Like Honor Role, 86 was one of the few mid-’80s Southern indie bands immune to jangle-pop obsessions. Melodrama and juvenilia plagued its records, but, for the time and place, the Atlanta trio was worth noting.

Firmly rooted in collegiate post-punk, Closely Guarded Secret contains lots of new wave fallout and youthful squirreliness. Well- played but anonymous, the seven-song mini-LP is simple but enjoyable. Despite lame vocals, Ken Schenck’s choppy, early- U2-ish guitar playing saves the ship. And is that a Police influence on “No Answer”?

The artier Minutes in a Day is less redolent of the rehearsal room. Mac McNeilly has matured into a tricky, hard-hitting drummer. Schenck loosens the reigns and cranks up the squawk. The dark title track is a guilty pleasure of edgy rhythms and reverb.

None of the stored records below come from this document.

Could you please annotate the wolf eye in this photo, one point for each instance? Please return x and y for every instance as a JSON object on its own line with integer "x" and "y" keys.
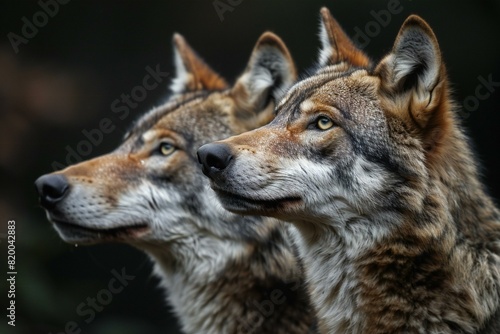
{"x": 324, "y": 123}
{"x": 166, "y": 149}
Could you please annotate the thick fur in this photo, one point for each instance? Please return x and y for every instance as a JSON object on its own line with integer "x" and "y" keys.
{"x": 371, "y": 166}
{"x": 223, "y": 273}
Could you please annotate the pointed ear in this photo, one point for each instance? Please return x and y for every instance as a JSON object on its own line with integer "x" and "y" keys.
{"x": 192, "y": 74}
{"x": 336, "y": 46}
{"x": 270, "y": 71}
{"x": 413, "y": 73}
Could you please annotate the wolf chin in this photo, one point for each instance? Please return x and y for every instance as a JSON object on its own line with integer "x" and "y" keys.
{"x": 370, "y": 164}
{"x": 223, "y": 273}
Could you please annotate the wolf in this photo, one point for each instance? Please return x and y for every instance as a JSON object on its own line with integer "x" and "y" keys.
{"x": 223, "y": 273}
{"x": 370, "y": 164}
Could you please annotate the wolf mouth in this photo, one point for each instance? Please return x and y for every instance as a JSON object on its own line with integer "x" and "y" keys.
{"x": 239, "y": 203}
{"x": 74, "y": 231}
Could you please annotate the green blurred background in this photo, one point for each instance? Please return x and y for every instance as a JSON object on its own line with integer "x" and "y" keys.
{"x": 64, "y": 79}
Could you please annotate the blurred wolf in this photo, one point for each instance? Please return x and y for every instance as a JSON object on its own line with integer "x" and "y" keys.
{"x": 370, "y": 164}
{"x": 223, "y": 273}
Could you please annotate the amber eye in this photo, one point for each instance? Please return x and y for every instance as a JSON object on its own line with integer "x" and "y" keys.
{"x": 324, "y": 123}
{"x": 166, "y": 149}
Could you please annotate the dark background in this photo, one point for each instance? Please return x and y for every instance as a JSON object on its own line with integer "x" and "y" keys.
{"x": 66, "y": 77}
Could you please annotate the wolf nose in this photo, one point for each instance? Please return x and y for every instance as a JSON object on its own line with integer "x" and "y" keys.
{"x": 214, "y": 157}
{"x": 51, "y": 188}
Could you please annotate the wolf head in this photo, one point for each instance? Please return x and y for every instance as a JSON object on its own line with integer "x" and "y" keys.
{"x": 149, "y": 191}
{"x": 349, "y": 140}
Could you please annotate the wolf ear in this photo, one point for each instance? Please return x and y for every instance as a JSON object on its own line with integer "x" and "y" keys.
{"x": 414, "y": 70}
{"x": 336, "y": 46}
{"x": 192, "y": 74}
{"x": 270, "y": 71}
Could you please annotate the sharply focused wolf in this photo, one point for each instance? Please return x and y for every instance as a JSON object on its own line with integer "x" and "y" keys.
{"x": 224, "y": 273}
{"x": 371, "y": 166}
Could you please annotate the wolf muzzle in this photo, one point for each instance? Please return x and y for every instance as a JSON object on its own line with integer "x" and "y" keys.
{"x": 52, "y": 188}
{"x": 214, "y": 158}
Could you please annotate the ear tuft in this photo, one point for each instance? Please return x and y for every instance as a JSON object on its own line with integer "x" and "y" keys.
{"x": 270, "y": 71}
{"x": 413, "y": 73}
{"x": 192, "y": 74}
{"x": 415, "y": 60}
{"x": 336, "y": 46}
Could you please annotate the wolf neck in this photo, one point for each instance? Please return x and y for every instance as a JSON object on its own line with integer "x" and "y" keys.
{"x": 436, "y": 267}
{"x": 235, "y": 287}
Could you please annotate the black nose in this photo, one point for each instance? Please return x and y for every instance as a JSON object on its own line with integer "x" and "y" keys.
{"x": 214, "y": 157}
{"x": 51, "y": 188}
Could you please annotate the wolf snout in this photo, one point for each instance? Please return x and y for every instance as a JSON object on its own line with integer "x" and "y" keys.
{"x": 214, "y": 158}
{"x": 51, "y": 188}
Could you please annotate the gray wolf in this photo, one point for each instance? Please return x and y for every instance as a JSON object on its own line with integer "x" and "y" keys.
{"x": 223, "y": 273}
{"x": 371, "y": 166}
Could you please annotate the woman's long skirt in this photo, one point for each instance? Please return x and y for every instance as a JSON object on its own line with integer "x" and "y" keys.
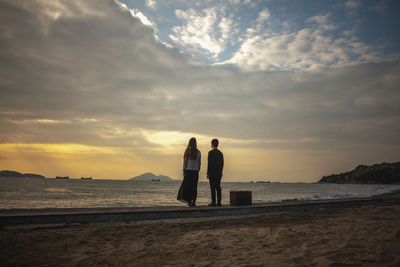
{"x": 188, "y": 190}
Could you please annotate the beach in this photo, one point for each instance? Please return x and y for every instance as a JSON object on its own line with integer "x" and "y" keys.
{"x": 359, "y": 235}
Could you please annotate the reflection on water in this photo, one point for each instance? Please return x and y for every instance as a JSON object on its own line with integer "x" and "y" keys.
{"x": 54, "y": 193}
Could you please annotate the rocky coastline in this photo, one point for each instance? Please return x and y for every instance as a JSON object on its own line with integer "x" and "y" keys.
{"x": 383, "y": 173}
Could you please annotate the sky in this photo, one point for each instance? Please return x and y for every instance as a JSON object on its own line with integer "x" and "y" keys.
{"x": 294, "y": 90}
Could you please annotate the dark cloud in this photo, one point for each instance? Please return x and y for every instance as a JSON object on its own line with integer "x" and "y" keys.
{"x": 88, "y": 72}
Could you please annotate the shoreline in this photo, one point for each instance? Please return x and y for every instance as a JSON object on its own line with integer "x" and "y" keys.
{"x": 73, "y": 216}
{"x": 344, "y": 235}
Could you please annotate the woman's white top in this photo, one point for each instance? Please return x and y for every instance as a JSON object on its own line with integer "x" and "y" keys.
{"x": 192, "y": 164}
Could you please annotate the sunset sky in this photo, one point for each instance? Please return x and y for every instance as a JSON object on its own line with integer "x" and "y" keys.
{"x": 293, "y": 89}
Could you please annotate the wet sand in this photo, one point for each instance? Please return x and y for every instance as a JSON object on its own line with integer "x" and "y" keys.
{"x": 345, "y": 236}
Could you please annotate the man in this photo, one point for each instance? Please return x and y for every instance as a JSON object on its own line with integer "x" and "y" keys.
{"x": 214, "y": 172}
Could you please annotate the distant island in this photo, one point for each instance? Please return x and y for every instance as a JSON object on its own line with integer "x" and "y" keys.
{"x": 151, "y": 177}
{"x": 6, "y": 173}
{"x": 384, "y": 173}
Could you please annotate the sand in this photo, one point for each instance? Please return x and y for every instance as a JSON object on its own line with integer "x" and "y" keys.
{"x": 346, "y": 236}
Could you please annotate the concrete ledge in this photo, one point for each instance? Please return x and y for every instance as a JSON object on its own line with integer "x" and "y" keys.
{"x": 92, "y": 215}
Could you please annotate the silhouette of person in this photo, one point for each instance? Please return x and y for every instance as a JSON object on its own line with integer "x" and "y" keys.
{"x": 214, "y": 172}
{"x": 191, "y": 167}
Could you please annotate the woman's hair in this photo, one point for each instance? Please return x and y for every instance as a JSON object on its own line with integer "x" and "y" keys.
{"x": 191, "y": 150}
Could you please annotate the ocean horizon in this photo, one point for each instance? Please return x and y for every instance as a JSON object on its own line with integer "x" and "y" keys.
{"x": 30, "y": 193}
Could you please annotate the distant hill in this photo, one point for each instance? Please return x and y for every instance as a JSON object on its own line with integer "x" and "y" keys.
{"x": 6, "y": 173}
{"x": 384, "y": 173}
{"x": 151, "y": 177}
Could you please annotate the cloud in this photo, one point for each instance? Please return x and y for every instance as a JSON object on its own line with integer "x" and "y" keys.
{"x": 380, "y": 7}
{"x": 151, "y": 4}
{"x": 201, "y": 31}
{"x": 312, "y": 47}
{"x": 353, "y": 4}
{"x": 90, "y": 73}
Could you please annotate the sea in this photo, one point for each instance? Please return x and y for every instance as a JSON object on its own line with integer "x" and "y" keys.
{"x": 34, "y": 193}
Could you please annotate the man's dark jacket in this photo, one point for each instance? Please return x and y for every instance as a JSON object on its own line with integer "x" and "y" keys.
{"x": 215, "y": 163}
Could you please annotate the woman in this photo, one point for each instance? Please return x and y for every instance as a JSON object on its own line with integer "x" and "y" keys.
{"x": 191, "y": 168}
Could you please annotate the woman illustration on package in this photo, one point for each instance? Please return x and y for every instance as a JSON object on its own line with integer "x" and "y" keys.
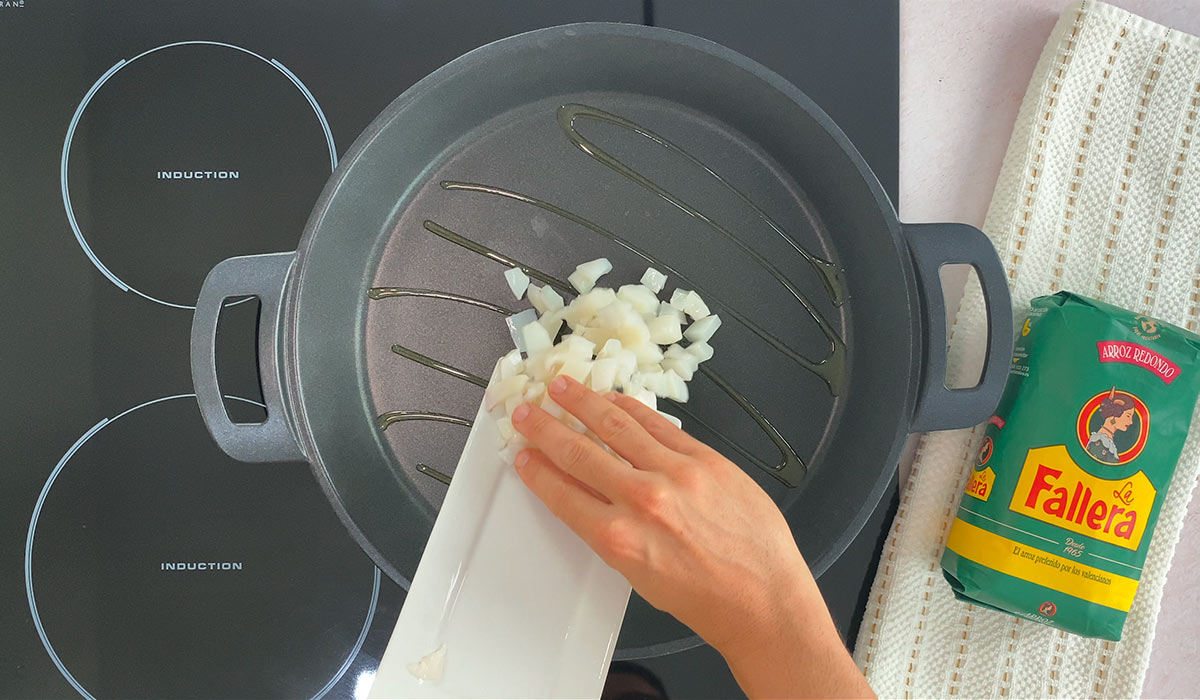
{"x": 1116, "y": 413}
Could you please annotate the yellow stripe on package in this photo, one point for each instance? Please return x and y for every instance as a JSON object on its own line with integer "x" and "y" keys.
{"x": 1060, "y": 508}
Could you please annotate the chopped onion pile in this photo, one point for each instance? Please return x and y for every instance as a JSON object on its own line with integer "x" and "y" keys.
{"x": 625, "y": 340}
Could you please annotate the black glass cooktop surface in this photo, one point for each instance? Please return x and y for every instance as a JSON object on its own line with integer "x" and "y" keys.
{"x": 141, "y": 143}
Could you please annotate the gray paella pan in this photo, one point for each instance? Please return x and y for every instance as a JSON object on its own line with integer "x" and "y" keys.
{"x": 654, "y": 149}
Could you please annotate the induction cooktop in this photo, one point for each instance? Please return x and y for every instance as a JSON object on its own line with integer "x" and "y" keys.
{"x": 141, "y": 143}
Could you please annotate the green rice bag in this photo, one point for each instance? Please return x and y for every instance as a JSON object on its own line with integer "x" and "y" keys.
{"x": 1059, "y": 512}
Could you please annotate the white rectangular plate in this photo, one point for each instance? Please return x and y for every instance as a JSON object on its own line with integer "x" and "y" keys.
{"x": 523, "y": 606}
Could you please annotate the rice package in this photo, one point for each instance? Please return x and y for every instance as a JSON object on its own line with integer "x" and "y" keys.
{"x": 1060, "y": 508}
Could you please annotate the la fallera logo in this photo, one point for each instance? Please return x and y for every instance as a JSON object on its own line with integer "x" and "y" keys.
{"x": 1146, "y": 327}
{"x": 1113, "y": 426}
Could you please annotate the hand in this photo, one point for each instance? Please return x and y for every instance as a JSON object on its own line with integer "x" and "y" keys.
{"x": 693, "y": 533}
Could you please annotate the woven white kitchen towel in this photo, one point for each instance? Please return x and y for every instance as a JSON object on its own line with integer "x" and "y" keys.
{"x": 1099, "y": 193}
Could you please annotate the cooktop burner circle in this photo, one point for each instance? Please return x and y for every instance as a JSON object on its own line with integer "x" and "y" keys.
{"x": 195, "y": 150}
{"x": 150, "y": 550}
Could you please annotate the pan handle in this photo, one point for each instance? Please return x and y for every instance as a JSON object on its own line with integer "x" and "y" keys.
{"x": 264, "y": 276}
{"x": 931, "y": 246}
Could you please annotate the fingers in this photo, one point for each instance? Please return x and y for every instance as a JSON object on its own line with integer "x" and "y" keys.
{"x": 567, "y": 497}
{"x": 574, "y": 453}
{"x": 616, "y": 428}
{"x": 659, "y": 428}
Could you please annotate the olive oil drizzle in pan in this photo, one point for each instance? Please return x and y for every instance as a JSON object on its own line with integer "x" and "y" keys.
{"x": 791, "y": 470}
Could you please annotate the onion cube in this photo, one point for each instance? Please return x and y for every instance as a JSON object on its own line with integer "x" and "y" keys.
{"x": 533, "y": 392}
{"x": 675, "y": 388}
{"x": 576, "y": 369}
{"x": 654, "y": 280}
{"x": 552, "y": 323}
{"x": 579, "y": 346}
{"x": 604, "y": 375}
{"x": 667, "y": 310}
{"x": 627, "y": 364}
{"x": 639, "y": 297}
{"x": 695, "y": 306}
{"x": 679, "y": 366}
{"x": 703, "y": 329}
{"x": 611, "y": 348}
{"x": 647, "y": 353}
{"x": 647, "y": 398}
{"x": 551, "y": 407}
{"x": 510, "y": 364}
{"x": 504, "y": 425}
{"x": 517, "y": 280}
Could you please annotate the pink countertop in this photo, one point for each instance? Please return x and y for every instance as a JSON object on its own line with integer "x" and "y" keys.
{"x": 964, "y": 67}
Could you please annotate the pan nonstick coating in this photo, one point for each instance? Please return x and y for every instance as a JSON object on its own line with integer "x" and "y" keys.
{"x": 491, "y": 120}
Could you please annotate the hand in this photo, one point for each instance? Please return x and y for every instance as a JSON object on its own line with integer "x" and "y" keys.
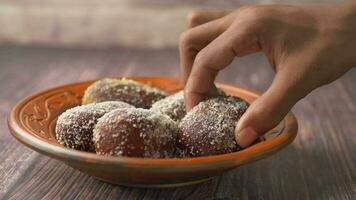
{"x": 307, "y": 46}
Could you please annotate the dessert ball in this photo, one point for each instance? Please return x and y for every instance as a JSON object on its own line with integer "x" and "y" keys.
{"x": 174, "y": 105}
{"x": 135, "y": 132}
{"x": 208, "y": 129}
{"x": 129, "y": 91}
{"x": 75, "y": 126}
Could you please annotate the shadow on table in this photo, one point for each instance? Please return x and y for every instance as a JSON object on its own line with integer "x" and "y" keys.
{"x": 291, "y": 174}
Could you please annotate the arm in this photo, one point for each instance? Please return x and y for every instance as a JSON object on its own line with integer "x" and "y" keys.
{"x": 307, "y": 46}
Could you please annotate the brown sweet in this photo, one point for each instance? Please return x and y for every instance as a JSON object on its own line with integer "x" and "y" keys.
{"x": 174, "y": 106}
{"x": 74, "y": 128}
{"x": 135, "y": 132}
{"x": 208, "y": 129}
{"x": 129, "y": 91}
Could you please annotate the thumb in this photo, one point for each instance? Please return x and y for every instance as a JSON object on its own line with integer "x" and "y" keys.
{"x": 268, "y": 110}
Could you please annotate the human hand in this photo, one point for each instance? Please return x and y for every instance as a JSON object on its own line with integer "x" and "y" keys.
{"x": 307, "y": 46}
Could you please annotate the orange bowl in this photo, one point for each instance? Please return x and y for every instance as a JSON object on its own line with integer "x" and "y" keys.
{"x": 32, "y": 122}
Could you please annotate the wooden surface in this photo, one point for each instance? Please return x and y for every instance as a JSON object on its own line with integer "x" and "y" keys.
{"x": 319, "y": 164}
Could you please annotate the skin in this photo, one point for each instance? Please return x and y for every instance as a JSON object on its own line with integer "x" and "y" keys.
{"x": 307, "y": 46}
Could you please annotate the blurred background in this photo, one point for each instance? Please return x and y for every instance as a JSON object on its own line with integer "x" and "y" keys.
{"x": 105, "y": 23}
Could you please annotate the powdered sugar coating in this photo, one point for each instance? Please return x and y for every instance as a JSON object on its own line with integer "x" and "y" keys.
{"x": 135, "y": 132}
{"x": 129, "y": 91}
{"x": 208, "y": 129}
{"x": 173, "y": 106}
{"x": 74, "y": 128}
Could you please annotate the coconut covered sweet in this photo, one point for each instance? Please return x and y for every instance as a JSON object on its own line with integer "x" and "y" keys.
{"x": 129, "y": 91}
{"x": 208, "y": 129}
{"x": 135, "y": 132}
{"x": 74, "y": 128}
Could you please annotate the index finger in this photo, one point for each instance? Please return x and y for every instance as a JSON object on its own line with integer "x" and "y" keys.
{"x": 236, "y": 41}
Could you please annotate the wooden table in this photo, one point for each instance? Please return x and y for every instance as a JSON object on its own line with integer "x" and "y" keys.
{"x": 319, "y": 164}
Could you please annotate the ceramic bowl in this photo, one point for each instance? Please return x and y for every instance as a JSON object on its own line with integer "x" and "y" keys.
{"x": 32, "y": 122}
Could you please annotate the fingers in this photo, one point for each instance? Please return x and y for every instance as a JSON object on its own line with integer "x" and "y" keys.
{"x": 198, "y": 17}
{"x": 195, "y": 39}
{"x": 215, "y": 57}
{"x": 267, "y": 111}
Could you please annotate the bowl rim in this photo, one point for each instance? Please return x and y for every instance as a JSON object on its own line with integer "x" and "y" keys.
{"x": 250, "y": 154}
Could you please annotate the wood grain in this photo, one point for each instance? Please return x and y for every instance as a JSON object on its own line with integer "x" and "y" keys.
{"x": 320, "y": 164}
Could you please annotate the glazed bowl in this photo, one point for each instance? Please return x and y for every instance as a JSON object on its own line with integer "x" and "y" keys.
{"x": 32, "y": 121}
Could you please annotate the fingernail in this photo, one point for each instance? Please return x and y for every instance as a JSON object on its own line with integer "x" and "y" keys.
{"x": 245, "y": 137}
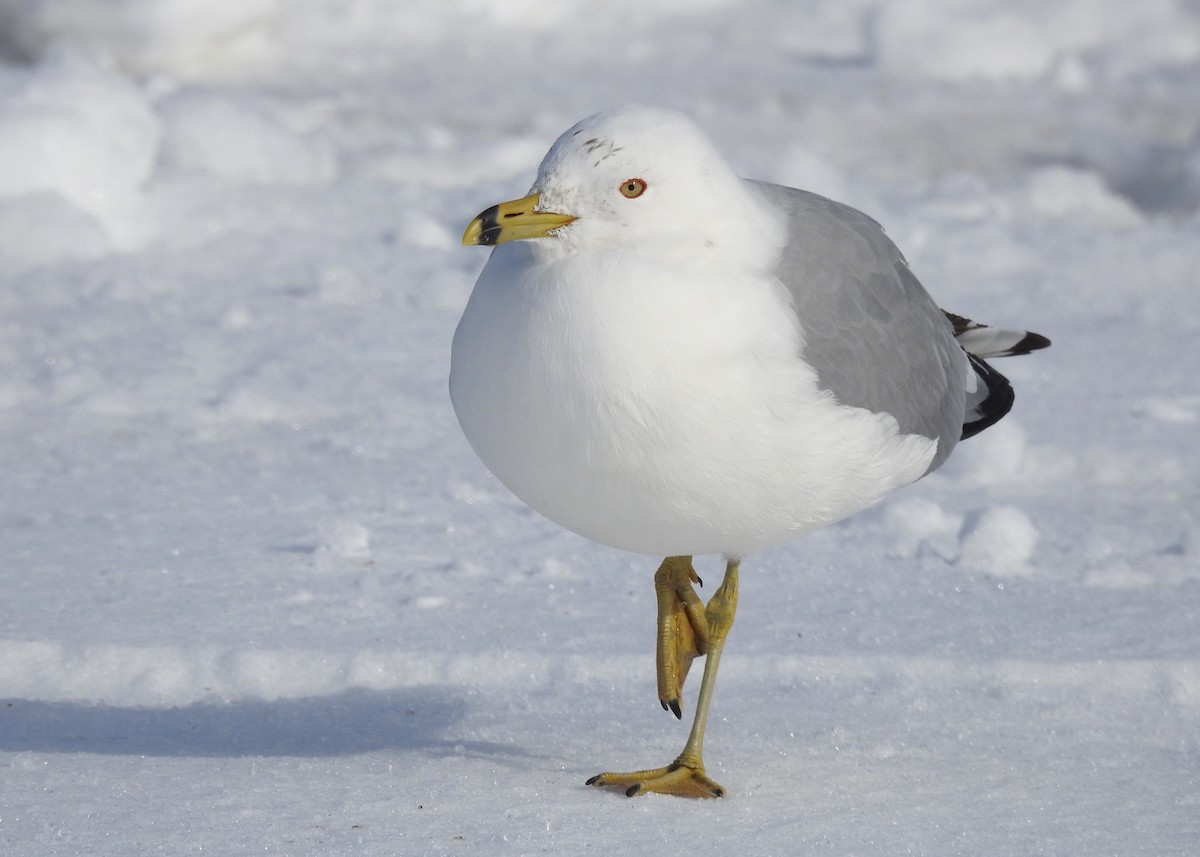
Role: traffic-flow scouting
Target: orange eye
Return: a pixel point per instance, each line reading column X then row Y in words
column 633, row 187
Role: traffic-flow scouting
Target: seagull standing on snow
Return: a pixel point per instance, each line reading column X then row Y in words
column 670, row 359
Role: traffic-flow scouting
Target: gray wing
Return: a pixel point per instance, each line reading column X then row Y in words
column 871, row 331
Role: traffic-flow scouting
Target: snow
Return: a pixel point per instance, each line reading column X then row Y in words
column 259, row 597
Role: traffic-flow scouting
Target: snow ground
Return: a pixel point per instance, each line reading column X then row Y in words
column 261, row 598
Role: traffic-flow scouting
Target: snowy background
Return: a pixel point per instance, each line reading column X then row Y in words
column 258, row 595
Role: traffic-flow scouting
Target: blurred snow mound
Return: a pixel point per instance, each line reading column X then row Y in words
column 231, row 139
column 1031, row 39
column 73, row 129
column 1000, row 541
column 183, row 36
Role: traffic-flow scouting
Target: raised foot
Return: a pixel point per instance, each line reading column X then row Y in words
column 675, row 779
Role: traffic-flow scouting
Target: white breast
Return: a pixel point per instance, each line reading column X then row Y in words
column 661, row 409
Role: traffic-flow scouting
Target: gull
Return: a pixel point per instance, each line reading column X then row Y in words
column 673, row 360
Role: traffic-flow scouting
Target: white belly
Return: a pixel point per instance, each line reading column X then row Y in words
column 660, row 413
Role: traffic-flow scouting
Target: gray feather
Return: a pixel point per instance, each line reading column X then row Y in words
column 871, row 331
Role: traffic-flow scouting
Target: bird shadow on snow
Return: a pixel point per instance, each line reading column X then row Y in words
column 353, row 721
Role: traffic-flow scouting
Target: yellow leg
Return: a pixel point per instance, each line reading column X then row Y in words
column 683, row 628
column 685, row 775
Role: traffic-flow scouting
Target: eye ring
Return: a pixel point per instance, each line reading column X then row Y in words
column 631, row 189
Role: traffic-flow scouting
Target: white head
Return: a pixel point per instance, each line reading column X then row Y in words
column 636, row 179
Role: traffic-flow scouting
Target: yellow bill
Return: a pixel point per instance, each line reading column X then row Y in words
column 513, row 221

The final studio album dispenses with some of the amateurish tendencies of prior work. Max Koshewa’s newly fattened bass thickens the previously anemic bottom end. Confident, louder compositions allow Schenck to squiggle all over the place. His solos weave a crooked, luminous path as the rhythm section locks into position. Still, the album suffers from whiny, Anglo-fixated vocals, clichéd lyrics (advice: don’t print ’em) and overt politeness.

86 was reportedly one hell of a live act. To capitalize on that, its label issued Way to Go, a limited, farewell attempt to capture the onstage experience.

After 86 bit the dust, McNeilly picked up a bass and played in Phantom 309, who split an EP with Shenck’s next project, the Sun Also Rises. Mac later reclaimed his drum throne for a long stint with the Jesus Lizard, netting his original group some posthumous notoriety.